- Thirunattalam Thirunattalam's location within the state of Tamil Nadu
- Coordinates: 8°16′38″N 77°13′37″E﻿ / ﻿8.277194°N 77.226988°E
- Country: India
- State: Tamil Nadu
- District: Kanyakumari

= Thirunattalam =

Neighbourhood in Kanyakumari district, Tamil Nadu, India

Thirunattalam, also called Nattalam, is a Panchayat town in Kanyakumari district in the Indian State of Tamil Nadu.
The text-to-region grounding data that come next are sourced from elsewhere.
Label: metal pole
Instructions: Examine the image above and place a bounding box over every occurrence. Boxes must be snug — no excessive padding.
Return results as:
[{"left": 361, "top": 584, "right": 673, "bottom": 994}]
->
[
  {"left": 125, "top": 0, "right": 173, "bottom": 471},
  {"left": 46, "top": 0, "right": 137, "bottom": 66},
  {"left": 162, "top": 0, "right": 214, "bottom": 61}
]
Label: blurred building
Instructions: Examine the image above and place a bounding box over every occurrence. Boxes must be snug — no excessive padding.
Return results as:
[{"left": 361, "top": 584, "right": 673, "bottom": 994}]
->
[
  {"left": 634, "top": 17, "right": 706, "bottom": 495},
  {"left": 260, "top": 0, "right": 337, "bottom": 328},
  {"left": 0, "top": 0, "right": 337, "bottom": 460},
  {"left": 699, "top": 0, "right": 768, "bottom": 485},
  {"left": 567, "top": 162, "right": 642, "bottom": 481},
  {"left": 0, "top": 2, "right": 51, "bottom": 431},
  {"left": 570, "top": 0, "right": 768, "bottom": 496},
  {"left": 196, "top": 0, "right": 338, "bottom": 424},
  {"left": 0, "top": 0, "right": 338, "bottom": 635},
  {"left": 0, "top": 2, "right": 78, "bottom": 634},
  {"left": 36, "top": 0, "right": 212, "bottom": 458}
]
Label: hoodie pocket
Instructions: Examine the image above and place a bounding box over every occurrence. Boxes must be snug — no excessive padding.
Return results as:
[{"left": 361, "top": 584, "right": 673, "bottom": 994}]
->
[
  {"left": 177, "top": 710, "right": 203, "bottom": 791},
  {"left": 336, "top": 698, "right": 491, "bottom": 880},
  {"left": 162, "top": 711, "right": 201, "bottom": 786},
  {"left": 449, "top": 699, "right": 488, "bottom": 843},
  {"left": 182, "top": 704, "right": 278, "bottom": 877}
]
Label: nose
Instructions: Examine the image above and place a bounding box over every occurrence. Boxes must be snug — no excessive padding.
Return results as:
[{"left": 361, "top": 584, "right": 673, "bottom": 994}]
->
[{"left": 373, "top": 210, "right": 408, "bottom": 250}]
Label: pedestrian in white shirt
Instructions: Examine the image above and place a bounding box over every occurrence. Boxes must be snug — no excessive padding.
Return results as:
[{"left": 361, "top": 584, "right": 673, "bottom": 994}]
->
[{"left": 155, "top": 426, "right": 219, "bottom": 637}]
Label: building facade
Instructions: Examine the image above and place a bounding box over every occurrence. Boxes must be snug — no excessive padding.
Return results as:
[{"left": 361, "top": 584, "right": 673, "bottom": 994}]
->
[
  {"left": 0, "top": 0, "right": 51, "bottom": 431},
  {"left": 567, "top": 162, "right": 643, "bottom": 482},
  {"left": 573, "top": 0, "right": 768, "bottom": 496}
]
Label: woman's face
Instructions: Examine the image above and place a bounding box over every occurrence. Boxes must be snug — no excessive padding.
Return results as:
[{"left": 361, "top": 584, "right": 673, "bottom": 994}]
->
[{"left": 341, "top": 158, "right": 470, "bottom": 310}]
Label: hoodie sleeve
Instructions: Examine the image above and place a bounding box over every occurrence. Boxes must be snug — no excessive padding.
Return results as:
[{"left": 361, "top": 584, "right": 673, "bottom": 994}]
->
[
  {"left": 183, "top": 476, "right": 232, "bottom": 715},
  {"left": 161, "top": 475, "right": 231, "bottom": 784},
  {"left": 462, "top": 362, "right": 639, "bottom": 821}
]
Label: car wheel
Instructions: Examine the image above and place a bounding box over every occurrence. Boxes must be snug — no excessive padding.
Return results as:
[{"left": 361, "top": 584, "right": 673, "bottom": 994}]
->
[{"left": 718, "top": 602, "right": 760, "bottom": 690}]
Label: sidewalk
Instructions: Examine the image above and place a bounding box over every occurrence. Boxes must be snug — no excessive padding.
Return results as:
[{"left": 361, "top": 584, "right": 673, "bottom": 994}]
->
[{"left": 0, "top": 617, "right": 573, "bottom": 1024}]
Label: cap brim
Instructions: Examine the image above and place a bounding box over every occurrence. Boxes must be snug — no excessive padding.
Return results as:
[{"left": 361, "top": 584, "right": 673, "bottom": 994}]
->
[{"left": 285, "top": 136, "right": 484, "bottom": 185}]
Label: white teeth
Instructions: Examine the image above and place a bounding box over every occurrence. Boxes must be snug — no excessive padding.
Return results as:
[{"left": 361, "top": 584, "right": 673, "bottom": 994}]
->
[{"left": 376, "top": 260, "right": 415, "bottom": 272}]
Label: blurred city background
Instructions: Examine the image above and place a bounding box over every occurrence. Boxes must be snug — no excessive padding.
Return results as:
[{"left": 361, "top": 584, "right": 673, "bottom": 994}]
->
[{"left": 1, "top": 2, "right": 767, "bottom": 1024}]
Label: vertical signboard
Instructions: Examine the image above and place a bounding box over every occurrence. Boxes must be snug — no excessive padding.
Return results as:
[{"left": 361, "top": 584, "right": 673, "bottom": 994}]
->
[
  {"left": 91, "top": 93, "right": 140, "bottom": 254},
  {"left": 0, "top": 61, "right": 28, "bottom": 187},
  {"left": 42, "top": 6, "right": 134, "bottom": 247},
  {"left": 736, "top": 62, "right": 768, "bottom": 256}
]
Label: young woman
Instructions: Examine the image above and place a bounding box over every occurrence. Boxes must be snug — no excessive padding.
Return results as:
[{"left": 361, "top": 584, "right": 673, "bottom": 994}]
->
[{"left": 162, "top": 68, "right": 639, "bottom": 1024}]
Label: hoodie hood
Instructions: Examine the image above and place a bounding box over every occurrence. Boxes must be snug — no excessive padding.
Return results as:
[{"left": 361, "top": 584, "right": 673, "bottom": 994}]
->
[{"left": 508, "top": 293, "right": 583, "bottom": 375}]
It is located 4 km from Marthandam, 6 km from Karungal and 10 km from Thuckalay.

==Demographics==
As of the 2001 India census, Thirunattalam had a population of around 11,037. Males constitute 51% of the population and females 49%. Thirunattalam has an average literacy rate of 79.9%, higher than the national average of 59.5%: male literacy is 81%, and female literacy is 77%.

The village was given the Nirmal Gram Puraskar award in 2006.

== Religion ==
The last temple of Sivalaya Ottam is in Thirunattalam. On the day of Sivarathri, devotees of Lord Siva finish their 24-hour marathon in Thirunattalam. It is the 12th temple in this marathon.

There are two temples in this village. In the first temple the main god is Lord Vishnu and Lord Siva. The god is therefore called Sankaranarayanar, which means Siva-Vishnu. The idol there is suggesting that Hari (Vishnu) and Haran (Siva) are one and same. In the second temple the main god is Lord Siva and Lord Parvathi. The god is therefore called Arthanareeswara, which means half woman and God. There is a holy tank between these two temples. It is the only temple in Travancore where Brahma's idol is found. There are morning and evening poojas in this temple. On Sivarathri day there are four special Yama Poojas, every two hours from 10 PM. After the fourth yama pooja, by 4 AM, devotees will get Vibhuti and prasada, which indicates their Sivarathri fast is over.

The famous Christian devotee martyr Devasahayam Pillai was born in Nattalam. A church was built in his place of birth and prayers are going regularly. Friday masses are special for the church. The Salvation Army Church is also one of the oldest and small church of Nattalam

== Language ==
The native language was Malayalam as it was a part of the Princely state of Travancore and was changed to Tamil after Nattalam became a part of today's Tamil Nadu followed by a riot of linguistical discrimination known as Mahanam led by Nesamani nadar and his associates.

The nearest city is Thiruvananthapuram which is the capital of Indian state of Kerala and is 48 km away. So, most of the village people speak both Tamil and Malayalam.

== Education ==
There are schools run by both by the government and privately.